Here's a photographic Mexican stand-off... I wanted to photograph this beetle, but I think he had had enough of me and decided to take off without giving me a chance. Neither of us got quite what we wanted, but in the end I'm kind of pleased with the compromise we inadvertently worked out. :)

The other camera I was carrying with me yesterday was my Canon G1. I bought it on eBay several months ago and immediately sent it off to Melbourne to a pro photographer who reconditions several different models of digital cameras for shooting near infrared light (that's infrared light just outside the visible spectrum, as opposed to far infrared, the kind normally associated with heat-radiant bodies... near IR, like visible light, is reflected). The world of near infrared light is striking. It's familiar because the shapes and vista are what we see, but it's disturbingly or provocatively alien because the tonal cues are not what we expect, especially for cloudy skies and foliage. I love this kind of photography... it's like super black and white photography. For this outting, I had the G1 set to take bracketed exposures (three shots, -1, 0, and +1 stops up and down). A program called Photomatix can combine such spreads to express the tonal variation between them, and you can get some profound images that are often widely prized on Flickr. A lot of people do this with regular visible light images, but so far as I've seen, I'm on the only one doing this in infrared. That'll likely change, but I haven't seen anyone else do it yet.

HDR IR Stairway to Nature
This is part of a set of stairs that leads you up to the rise where I took the first shot (the vertical panorama).

HDR IR Field of Dreams
At the far end of the rise, at the very edge of the park, is a farmer's field I've always found lovely. This was assembled from seven AEB sets into seven HDR images using Photomatix, and then combined into one image using AutoStitch. What you're looking at here is actually the single expression of 21 exposures. As you might imagine, arriving at this result took a considerable amount of care and time.

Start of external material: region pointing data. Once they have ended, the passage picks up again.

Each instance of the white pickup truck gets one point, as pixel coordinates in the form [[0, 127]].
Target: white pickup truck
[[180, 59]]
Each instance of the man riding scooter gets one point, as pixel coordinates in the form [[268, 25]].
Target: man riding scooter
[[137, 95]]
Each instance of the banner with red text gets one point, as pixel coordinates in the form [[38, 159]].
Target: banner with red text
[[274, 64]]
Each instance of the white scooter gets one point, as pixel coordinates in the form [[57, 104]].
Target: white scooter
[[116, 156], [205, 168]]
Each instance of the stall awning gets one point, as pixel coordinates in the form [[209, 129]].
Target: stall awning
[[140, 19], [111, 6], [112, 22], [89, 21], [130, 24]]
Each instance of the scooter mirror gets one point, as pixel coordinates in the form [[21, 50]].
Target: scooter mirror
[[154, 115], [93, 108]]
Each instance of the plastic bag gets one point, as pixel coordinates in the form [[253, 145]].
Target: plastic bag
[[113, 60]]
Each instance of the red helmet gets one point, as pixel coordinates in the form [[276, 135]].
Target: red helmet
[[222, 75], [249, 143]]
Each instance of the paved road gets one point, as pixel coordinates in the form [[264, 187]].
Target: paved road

HDR IR I Woke Up and It Was Over
This is view from the field back near the parking lot, taken as I was ending my trek, walking now through the tame grass rather than the wild forest. To me, this image evokes the sense of something I yearned for as a boy: awaking in a strange new world where my potential was renewed and boundless.

HDR IR Tree of knowledge
This one is garnering some nice comments on Flickr. It's from the same field as the previous shot. As I was putting the finishing touches on it, I was watching one of the very first episodes of Star Trek: the one where they pass though the energy barrier at the edge of the galaxy and two of the crew slowly become gods. The image really seemed to take on meaning for me when Kirk yells into the canyon at the unseen Gary Mitchell, "Above all else, a god needs compassion!"

Then I got back into my car and drove back to the shod(dy old) world. :)

2 comments:

laura k said...

Terrific photos, LP - especially the b&w's. Very evocative.

katherine said...

You're really making some nice, nice images. Thanks, they're fun to look through!